王菁偉
【摘要】 翻譯民族歷史文化書籍對傳播民族文化和推廣民族文學作品具有重要意義。生態翻譯學將翻譯定義為譯者通過“多維”轉換實現適應與選擇的活動。筆者以《額爾古納河右岸》為例,從語言、文化和交際“三維”轉換視角分析徐穆實英譯本,以期為運用“三維”轉換研究民族歷史文化文本的翻譯提供參考和借鑒。

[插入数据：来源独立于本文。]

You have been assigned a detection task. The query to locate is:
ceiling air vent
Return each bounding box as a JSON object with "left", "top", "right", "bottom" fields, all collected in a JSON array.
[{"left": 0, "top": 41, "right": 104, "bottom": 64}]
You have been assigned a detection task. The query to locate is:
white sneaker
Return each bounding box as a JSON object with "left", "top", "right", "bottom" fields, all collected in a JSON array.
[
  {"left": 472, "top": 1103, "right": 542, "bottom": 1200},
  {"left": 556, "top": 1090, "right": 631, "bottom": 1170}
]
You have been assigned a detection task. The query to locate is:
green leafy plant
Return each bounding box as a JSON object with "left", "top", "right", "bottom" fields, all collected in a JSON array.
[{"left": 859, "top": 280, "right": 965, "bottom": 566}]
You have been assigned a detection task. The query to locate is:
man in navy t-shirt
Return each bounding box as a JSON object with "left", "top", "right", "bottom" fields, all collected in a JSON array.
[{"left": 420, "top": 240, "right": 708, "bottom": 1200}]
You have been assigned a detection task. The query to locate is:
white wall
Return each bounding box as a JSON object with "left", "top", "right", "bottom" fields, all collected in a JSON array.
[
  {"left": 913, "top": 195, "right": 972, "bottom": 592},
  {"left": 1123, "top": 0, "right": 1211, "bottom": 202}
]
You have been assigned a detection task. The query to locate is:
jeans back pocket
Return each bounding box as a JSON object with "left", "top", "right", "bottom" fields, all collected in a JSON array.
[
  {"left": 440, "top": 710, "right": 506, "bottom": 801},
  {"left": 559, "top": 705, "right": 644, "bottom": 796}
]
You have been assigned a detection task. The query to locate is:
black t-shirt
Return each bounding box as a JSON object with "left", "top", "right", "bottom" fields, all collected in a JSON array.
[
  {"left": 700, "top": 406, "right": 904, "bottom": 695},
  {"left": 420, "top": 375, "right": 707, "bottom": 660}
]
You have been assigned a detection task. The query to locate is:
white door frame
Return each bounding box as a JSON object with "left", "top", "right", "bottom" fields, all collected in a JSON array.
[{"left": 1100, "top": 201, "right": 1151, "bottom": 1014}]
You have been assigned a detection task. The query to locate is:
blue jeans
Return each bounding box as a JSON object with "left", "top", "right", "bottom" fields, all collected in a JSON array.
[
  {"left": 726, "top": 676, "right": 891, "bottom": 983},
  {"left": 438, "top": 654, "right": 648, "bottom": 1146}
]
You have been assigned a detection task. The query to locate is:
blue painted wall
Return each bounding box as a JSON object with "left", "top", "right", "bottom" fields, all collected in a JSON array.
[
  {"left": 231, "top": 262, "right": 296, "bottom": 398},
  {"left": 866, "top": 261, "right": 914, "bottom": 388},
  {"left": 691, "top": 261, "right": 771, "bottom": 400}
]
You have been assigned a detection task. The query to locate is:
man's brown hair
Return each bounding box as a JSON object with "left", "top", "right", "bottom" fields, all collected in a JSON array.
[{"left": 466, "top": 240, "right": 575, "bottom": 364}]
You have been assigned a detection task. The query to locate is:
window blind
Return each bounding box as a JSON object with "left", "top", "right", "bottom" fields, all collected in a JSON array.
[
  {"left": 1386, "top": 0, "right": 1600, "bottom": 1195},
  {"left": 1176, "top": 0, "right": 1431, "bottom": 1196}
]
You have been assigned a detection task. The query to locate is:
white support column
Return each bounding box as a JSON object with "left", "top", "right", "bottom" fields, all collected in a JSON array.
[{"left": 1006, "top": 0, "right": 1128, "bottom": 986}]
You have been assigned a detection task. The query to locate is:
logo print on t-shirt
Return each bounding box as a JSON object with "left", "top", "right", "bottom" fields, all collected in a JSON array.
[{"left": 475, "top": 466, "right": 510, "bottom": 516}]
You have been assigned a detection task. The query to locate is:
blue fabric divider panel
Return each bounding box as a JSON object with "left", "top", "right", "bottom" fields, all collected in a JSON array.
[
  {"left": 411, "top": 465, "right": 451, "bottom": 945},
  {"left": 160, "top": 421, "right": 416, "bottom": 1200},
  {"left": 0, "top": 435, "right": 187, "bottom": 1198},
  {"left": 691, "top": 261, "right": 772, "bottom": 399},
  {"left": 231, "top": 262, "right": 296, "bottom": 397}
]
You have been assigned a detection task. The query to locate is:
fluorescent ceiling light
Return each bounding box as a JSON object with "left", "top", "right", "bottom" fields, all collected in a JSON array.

【關鍵詞】 《額爾古納河右岸》英譯;徐穆實;生態翻譯學;“三維”轉換;適應與選擇
【中圖分類號】H315 ? ? ?【文獻標識碼】A ? ? ?【文章編號】2096-8264(2023)03-0113-03
【DOI】10.20024/j.cnki.CN42-1911/I.2023.03.036
《額爾古納河右岸》由遲子建所著,講述了我國東北鄂溫克族人與自然相融、為生存抗爭的百年歷史。小說語言生動精妙,富有民族特色。筆者選取的是小說第一章,內容涉及主人公在鄂溫克族即將遷往山下那天清晨的講述部分。該小說獲第七屆茅盾文學獎,在中國文學界具有重要地位。美國漢學家徐穆實翻譯了《額爾古納河右岸》,筆者試圖從語言、文化和交際“三維”對徐譯本中的翻譯案例進行分析。在譯文中,一方面,徐穆實主要采取了異化的翻譯策略,盡可能保留了原作的民族特色,使英語讀者能夠充分感受中國少數民族的文化魅力;另一方面,徐穆實綜合運用了直譯和意譯的翻譯方法以及音譯、音譯加注、增譯和合譯等翻譯技巧,有利于英語讀者的理解,增強了譯文的可讀性。筆者認為,加大對《額爾古納河右岸》的英譯研究具有重要意義。從史學研究視角來看,有利于傳播中國少數民族歷史文化及其文學作品;從全球生態視角來看,有利于全人類在當今生態危機的大背景下重新思考人類文明的發展;從疫情時代的生命觀來看,有利于向全世界彰顯中國尊重生命、敬畏生命的人類理想精神,具有重要的現實意義。
一、文獻綜述
(一)《額爾古納河右岸》徐譯本研究綜述。《額爾古納河右岸》徐譯本是該小說唯一完整的英譯本。徐譯本一經出版,引起了國內外專家和學者的廣泛關注。在國外,該譯本得到了主流媒體和評論家的好評。我國學者則多從文學視角對其進行分析,翻譯方面的研究集中于文化翻譯學領域,主要關注的是中國民俗文化和生態思想的傳播。縱觀中西方專家和學者對《額爾古納河右岸》英譯本的研究發現,其對徐譯本在文化傳播方面的解讀與研究取得了很大的成就,而在生態翻譯學方面的研究不足。筆者認為,《額爾古納河右岸》中涉及的“馴鹿”“狍子”和“樺樹皮”等自然生態元素以及所體現的“天人合一”主題思想與生態翻譯學的核心理念密切相關,因此,應加大對徐譯本生態翻譯學視角的分析研究。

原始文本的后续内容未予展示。